In this preliminary selection step, we excluded articles dealing with wellness and well-being tourism vis-à-vis the stakeholders (resident community, categories of service/experience providers and entrepreneurs) and those did not identify specific activities, resources and services/experiences. This resulted in 61 articles that met our criteria for selection and that we then analyzed through a process of open coding, carried out manually (Saldaña, 2015).
The authors of the present study proceeded to use this open, manual qualitative coding process to inductively evaluate the contents of each article. The objective was to identify wellness activities and resources, according to their prevalence [10].
The decision was made to focus on the most salient points presented (Guest et al., 2012) in the articles, rather than simply choose certain parts of the text, a priori. In line with Madden (2010), adopting this analytical method does not pose a limitation on the research but adds value to the overall methodology.
Both authors, separately, began the third phase of the study the coding process, by extracting the prevailing codes from the set of articles selected, to arrive at their own list of initial codes [11] (MacQueen et al., 1998).
Subsequently, they compared these initial codes and found an interpretive convergence in 53 articles. Given such a good percentage of codes convergence, both authors proceeded with the next codification phase together, on the one hand to analyze the eight articles where there was no convergence and on the other hand to cover a wider array of concepts.
As a consequence of this joint analysis 85 codes were identified, as determined by the touristic service/experience or touristic activity and resources used for proposing the wellness service or experience [12].

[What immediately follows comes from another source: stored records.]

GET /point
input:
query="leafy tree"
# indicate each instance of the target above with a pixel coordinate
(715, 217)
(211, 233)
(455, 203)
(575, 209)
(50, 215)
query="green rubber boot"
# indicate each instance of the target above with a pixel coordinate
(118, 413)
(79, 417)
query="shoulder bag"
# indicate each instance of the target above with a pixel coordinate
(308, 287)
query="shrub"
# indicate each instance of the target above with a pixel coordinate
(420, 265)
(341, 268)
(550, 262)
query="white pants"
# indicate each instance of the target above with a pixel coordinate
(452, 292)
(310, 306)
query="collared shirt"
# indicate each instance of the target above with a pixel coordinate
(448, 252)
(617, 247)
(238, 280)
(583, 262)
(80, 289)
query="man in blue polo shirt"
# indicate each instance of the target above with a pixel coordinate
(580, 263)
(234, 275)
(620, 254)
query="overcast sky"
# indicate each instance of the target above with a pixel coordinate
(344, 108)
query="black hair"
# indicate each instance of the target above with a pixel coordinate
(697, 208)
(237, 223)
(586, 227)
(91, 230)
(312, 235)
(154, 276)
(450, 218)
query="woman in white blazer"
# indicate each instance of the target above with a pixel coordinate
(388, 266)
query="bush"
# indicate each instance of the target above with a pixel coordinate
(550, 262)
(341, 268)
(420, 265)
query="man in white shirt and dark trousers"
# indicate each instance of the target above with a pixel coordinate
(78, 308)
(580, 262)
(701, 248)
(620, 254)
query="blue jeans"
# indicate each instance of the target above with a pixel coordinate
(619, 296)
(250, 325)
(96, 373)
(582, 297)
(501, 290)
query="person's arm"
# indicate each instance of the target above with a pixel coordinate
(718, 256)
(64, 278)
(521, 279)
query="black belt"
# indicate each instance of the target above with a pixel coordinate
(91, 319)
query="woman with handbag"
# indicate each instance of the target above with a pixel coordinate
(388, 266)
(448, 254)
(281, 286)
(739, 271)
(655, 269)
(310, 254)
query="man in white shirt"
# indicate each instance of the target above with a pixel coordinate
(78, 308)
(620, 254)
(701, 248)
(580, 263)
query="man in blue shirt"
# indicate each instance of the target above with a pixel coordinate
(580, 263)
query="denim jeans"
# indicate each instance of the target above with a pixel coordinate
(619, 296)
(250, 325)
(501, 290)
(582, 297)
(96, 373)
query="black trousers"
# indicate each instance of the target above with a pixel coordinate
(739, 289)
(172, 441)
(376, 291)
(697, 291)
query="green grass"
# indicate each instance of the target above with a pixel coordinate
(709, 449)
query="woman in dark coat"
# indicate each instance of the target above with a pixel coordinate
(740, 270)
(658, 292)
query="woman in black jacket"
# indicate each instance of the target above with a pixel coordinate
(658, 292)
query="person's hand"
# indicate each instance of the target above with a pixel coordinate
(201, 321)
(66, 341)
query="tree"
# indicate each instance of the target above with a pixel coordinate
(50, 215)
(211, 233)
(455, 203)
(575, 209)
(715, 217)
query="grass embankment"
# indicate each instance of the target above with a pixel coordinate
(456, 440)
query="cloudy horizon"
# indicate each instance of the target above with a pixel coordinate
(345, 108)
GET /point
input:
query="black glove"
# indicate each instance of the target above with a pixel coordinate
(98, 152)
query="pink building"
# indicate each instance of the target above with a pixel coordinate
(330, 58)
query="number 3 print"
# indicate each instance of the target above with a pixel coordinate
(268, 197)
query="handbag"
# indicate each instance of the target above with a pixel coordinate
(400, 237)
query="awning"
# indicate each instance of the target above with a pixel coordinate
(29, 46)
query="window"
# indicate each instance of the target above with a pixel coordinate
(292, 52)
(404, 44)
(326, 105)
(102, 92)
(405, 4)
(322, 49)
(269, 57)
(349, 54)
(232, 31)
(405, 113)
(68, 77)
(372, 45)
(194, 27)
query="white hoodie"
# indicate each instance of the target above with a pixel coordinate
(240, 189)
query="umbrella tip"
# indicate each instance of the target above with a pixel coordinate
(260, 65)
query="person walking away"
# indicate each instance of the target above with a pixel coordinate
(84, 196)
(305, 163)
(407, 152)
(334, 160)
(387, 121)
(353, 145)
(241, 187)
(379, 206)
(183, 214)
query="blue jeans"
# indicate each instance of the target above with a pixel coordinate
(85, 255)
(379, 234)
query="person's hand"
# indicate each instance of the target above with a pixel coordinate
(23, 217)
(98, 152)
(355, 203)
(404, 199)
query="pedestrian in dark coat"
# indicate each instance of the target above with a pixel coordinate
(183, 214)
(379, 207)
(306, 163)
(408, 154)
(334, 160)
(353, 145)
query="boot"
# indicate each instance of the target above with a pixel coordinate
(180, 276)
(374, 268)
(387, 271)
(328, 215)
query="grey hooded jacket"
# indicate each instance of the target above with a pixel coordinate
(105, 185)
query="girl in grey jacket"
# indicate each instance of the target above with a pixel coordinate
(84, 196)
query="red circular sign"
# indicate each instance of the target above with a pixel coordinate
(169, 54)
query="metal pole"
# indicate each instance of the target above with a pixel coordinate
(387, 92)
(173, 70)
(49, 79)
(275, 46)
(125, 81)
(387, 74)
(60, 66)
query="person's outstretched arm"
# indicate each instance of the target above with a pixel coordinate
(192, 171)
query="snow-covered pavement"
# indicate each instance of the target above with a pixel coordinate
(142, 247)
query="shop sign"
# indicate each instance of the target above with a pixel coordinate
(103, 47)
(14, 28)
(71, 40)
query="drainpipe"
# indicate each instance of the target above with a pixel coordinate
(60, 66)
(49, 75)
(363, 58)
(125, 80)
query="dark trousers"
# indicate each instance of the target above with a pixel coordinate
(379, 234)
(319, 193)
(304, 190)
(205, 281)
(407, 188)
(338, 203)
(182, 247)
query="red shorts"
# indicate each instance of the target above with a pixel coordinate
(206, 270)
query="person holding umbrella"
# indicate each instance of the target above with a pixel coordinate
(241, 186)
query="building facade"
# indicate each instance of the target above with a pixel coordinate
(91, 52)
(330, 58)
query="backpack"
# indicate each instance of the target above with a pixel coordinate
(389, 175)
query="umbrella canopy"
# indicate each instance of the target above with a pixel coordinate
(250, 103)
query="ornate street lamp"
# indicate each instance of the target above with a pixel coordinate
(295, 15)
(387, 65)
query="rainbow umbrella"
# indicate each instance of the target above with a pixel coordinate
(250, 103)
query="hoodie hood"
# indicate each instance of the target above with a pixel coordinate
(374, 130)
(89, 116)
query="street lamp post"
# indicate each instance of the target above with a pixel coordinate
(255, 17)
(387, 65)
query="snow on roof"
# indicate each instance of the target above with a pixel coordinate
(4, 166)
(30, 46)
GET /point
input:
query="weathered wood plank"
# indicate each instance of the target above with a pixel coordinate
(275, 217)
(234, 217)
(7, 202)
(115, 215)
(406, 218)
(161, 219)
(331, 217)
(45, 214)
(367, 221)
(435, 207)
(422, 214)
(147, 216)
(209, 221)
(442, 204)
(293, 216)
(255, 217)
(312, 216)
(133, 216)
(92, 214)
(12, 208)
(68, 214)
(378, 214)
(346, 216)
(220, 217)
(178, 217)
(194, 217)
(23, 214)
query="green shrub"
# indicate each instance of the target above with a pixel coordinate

In the final phase of interpretation and reporting, the codes were tied to specific offer systems, through a process of homogeneous grouping (Lincoln and Guba, 1985). Through the iterative and reflexive processes of constant comparison of codes, the authors worked together to construct the main themes and identify ten different components of wellness tourism. These are listed in column 1 of Table 1; the codes themselves are shown in column 2, and their descriptions are given in column 3; each component is associated to the analyzed article(s) of reference for both supply and demand in columns 3 and 4, respectively. The codes found in each article are given in quotation marks in the descriptive part of each wellness component described in Section 4.
4. Components of the wellness tourism offer system
The authors of the present work believe that a holistic perspective is needed to meet the demand for wellness products/experiences in the tourism sector. This has meant including some offer systems that have not traditionally been considered part of wellness tourism. To discern which ones should be part of a so-called broader wellness system, the authors followed the methodology described to identify and classify the ten main components of the offer system, summarized in the table below.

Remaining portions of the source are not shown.